De otro lado, debe considerarse que, de acuerdo a la doctrina descrita en la presente resolución, se tiene que: “…, la sustracción de materia no es otra cosa que un medio anormal de extinción del proceso (no regulado por el legislador) constituido por la circunstancia de que la materia justiciable sujeta a decisión deja de ser tal por razones extrañas a la voluntad de las partes, no pudiendo el tribunal interviniente emitir pronunciamiento de mérito (acogiendo o desestimando) sobre la pretensión deducida…”; y que tiene que ver con la pérdida del objeto litigioso.
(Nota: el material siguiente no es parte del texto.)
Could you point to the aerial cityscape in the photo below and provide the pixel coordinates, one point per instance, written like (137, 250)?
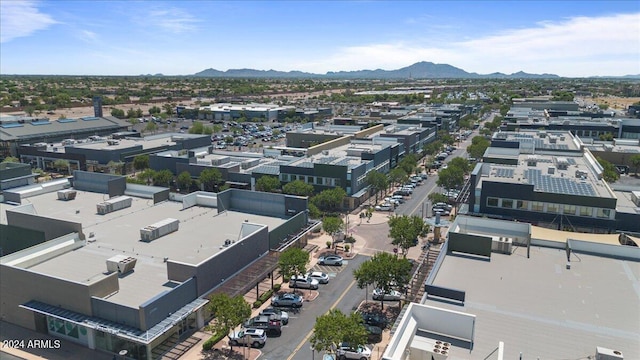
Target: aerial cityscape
(285, 180)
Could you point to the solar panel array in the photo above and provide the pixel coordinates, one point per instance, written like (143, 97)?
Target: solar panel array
(504, 172)
(557, 185)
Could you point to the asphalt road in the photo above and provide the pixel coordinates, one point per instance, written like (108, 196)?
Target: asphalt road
(341, 292)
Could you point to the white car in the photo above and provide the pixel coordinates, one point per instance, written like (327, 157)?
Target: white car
(318, 275)
(391, 295)
(303, 282)
(347, 351)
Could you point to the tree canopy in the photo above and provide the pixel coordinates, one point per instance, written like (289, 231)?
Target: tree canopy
(268, 184)
(405, 230)
(383, 270)
(298, 187)
(210, 179)
(228, 312)
(293, 261)
(335, 327)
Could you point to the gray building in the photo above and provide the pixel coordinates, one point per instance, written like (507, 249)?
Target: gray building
(123, 267)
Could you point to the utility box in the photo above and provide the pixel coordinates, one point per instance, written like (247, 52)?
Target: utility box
(121, 264)
(114, 204)
(159, 229)
(66, 194)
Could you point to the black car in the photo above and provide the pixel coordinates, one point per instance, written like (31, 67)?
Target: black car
(270, 326)
(375, 319)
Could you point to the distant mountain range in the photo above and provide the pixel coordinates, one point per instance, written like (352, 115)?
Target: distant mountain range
(420, 70)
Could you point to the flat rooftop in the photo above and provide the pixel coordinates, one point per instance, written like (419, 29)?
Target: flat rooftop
(540, 309)
(202, 234)
(559, 182)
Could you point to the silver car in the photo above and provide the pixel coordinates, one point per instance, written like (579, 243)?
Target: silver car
(330, 260)
(318, 275)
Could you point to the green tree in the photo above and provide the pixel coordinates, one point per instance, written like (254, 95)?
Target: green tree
(461, 163)
(298, 187)
(450, 178)
(635, 161)
(119, 113)
(335, 327)
(332, 225)
(163, 177)
(397, 176)
(61, 165)
(268, 184)
(229, 312)
(210, 179)
(609, 171)
(184, 181)
(330, 200)
(478, 146)
(11, 159)
(383, 270)
(141, 162)
(405, 231)
(376, 182)
(408, 164)
(293, 261)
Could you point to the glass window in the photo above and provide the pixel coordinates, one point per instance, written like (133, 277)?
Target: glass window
(507, 203)
(604, 213)
(569, 209)
(536, 206)
(586, 211)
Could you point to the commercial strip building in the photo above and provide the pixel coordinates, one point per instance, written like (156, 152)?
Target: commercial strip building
(549, 179)
(95, 152)
(21, 130)
(507, 290)
(127, 267)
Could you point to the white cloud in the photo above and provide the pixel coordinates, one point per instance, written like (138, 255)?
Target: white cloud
(580, 46)
(20, 19)
(173, 20)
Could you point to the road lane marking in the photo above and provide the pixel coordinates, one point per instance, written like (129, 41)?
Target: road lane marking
(306, 338)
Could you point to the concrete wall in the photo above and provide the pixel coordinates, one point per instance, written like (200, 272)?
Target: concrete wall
(14, 238)
(52, 228)
(17, 287)
(115, 312)
(221, 266)
(158, 308)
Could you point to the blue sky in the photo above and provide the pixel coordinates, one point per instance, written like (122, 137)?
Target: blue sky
(567, 38)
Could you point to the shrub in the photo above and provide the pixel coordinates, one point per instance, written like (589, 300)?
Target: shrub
(208, 345)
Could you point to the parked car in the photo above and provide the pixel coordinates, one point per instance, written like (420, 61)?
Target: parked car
(374, 334)
(303, 282)
(319, 275)
(271, 326)
(287, 299)
(330, 260)
(375, 319)
(251, 337)
(348, 351)
(391, 295)
(276, 314)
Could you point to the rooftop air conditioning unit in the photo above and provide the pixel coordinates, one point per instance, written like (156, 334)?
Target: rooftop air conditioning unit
(608, 354)
(159, 229)
(66, 194)
(121, 263)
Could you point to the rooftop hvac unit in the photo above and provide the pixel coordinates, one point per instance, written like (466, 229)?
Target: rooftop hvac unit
(159, 229)
(66, 194)
(608, 354)
(121, 264)
(114, 204)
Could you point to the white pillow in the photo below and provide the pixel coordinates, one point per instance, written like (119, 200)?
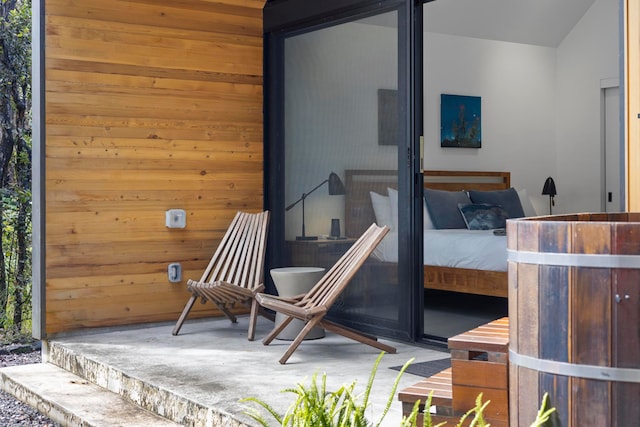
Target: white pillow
(525, 201)
(381, 209)
(427, 224)
(393, 206)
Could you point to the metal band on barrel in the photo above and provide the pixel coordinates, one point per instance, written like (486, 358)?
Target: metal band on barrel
(575, 260)
(604, 373)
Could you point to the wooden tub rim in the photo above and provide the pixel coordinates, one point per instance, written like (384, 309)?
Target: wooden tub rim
(574, 259)
(604, 373)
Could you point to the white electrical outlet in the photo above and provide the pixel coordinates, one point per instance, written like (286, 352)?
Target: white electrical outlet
(176, 218)
(174, 272)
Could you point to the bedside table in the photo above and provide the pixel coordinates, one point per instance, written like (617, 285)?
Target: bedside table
(317, 253)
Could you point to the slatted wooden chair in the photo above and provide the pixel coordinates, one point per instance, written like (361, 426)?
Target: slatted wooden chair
(312, 306)
(236, 271)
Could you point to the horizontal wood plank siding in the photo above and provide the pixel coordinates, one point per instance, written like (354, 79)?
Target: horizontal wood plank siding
(149, 106)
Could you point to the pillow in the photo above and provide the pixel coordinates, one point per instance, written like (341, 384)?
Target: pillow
(381, 209)
(443, 207)
(427, 224)
(483, 216)
(525, 201)
(393, 207)
(507, 199)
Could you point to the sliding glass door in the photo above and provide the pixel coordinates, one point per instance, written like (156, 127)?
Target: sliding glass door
(342, 140)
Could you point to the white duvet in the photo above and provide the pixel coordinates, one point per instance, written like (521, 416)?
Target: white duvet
(460, 248)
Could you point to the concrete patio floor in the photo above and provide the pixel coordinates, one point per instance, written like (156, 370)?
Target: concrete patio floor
(212, 364)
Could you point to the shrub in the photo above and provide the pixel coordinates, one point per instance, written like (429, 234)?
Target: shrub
(314, 406)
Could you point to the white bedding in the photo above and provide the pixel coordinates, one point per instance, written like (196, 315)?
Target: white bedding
(460, 248)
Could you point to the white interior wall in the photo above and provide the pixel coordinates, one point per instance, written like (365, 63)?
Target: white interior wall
(588, 55)
(517, 85)
(540, 107)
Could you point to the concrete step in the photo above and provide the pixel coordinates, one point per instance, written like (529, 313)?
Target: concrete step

En el caso, el objeto de la litis es el inmueble que la demandante pretende reivindicar, y sobre el cual los recurrentes han admitido el derecho propietario y que se encuentran viviendo en él, sin realizar (pese a tener conocimiento del memorial de 10 de octubre de 2022) ninguna observación al objeto del proceso ni a los puntos de hecho a probar que han sido determinados por la A quo en audiencia preliminar, en la que se encontraban la codemandada Ana Briggett Canales Aranda acompañada de su abogado, y más adelante hasta antes de la emisión de la sentencia el codemandado Ariel Arnol Cabrera Canales (quien asumió defensa por escrito de fs. 131 y vta.), por lo que todos estos actos han sido convalidados al no ser objetados ni impugnados dentro de plazo, y como resultado de ello, no se evidencia la pérdida del objeto, y no resulta viable el incidente de extinción del proceso por sustracción de materia.
Consiguientemente, y toda vez que las acusaciones expuestas en el recurso de casación no resultan evidentes, corresponde a este Tribunal Supremo de Justicia emitir resolución conforme lo prevé el art. 220.II del Código Procesal Civil.